Stuck in an Elevator
MO Baptist Elevator
My last two years of college and the first two years of seminary I worked as an orderly in two different hospitals. I performed such tasks as delivering bedpans and serving on the cardiac arrest team. Most of the years was spent working on the psychiatric wards. One shift, about three in the morning, I was called to the sixth floor to transport a woman to the psychiatric unit. She had had emergency surgery and the anesthesia, shall we say, “Went to her head!” When I arrived, she was in a wheelchair and was quite calm. I asked the nurse if she should be restrained to the chair, just in case. The nurse said, “No. She seems to be calm now.” I wheeled her into the elevator and punched “B” for basement (the psychiatric unit was in a separate building that could only be accessed through the basement hall). Between the third and fourth floor the woman shrieked like a banshee, jumped out of the chair, smashed the emergency stop button, threw off her gown, and began running around the elevator.
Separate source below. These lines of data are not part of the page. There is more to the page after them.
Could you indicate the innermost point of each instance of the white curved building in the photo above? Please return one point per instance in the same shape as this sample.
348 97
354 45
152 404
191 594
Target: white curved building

I finally was able to get her into the wheelchair, throw her gown over her and hold her down with my right hand, while I tried to pull out the emergency stop button that she had jammed. It wouldn’t budge. But that wasn’t the biggest problem. While I was working at it, excruciating pain began to shoot up my right arm. She had my thumb in her mouth and was biting as hard as she could. Here I was, stuck in an elevator, between floors three and four, about 3:30 am, with a drugged woman. I rang the emergency bell and was informed it would be forty-five minutes before the repairman would arrive. Those forty-five minutes were the longest two months of my life. Five hours later I was sitting in a seminary exegetical class, having had a tetanus shot, with a bulky bandage on my right hand that had been wrapped in the emergency room.